Easy to catch and filter. But yes, in theory, this will improve results. The proportion of users clicking the 10th link on a page is much lower than those who click the 1st. If users clicking the 10th > 1st, then there is an assumed ranking problem. So clicks help fix ranking.
My question is... did Google install the Bing toolbar and then performing these searches on Google and click the links? If not, is Bing suggesting that users searched for those convoluted strings, in IE, with the Bing toolbar, on Google's website, and then clicked those links?
I hope this doesn't sound hyperbolic, that is really my understanding of the issue. Sorry, I'm not a big SEO guy, it's very possible my understanding or comprehension here is just flawed.
Really, -1? When I asked a question and prefaced it with a huge disclaimer stating that I might not understand the full implications of how Bing is using their toolbar metrics?
I just don't understand how Bing can claim they were using toolbar metrics when it seems highly unlikely that any user would be searching for these keywords. Let alone on Google, when they have the Bing toolbar installed.
My take on this is quite the opposite. If MS thinks they're doing nothing wrong, they shouldn't stop. They should do what is best for their customers.
Reversing what they do now because Google "caught" them, would IMO, imply they were doing something wrong and got caught.
I personally think what Bing is doing is great. I regularly use Bing and Google. I wish there were a streamlined way for me to broadcast to both of them... "for search term X this is the relevant link!"

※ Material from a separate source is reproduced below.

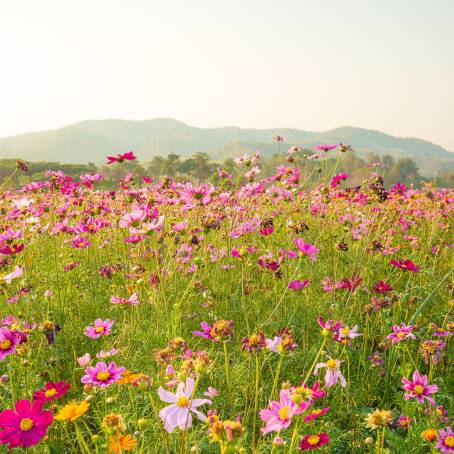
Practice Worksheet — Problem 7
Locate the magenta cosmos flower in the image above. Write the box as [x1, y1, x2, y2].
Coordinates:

MS has found a way to do this, and as long as its opt-in, I like it. I wish Google had the same (although I do realize that since Google owns so much of the traffic it is less of an issue for them -- its a net loss in terms of the flow of information).
But maybe a question for Matt... Can you and MS work together for a toolbar that does just this for both engines?
As a user this isn't a matter of Bing copying Google or not. But its about the fact that search relevance still kind of sucks. I feel like I can make the search experience better, especially in those occassions when I go to your competitors site.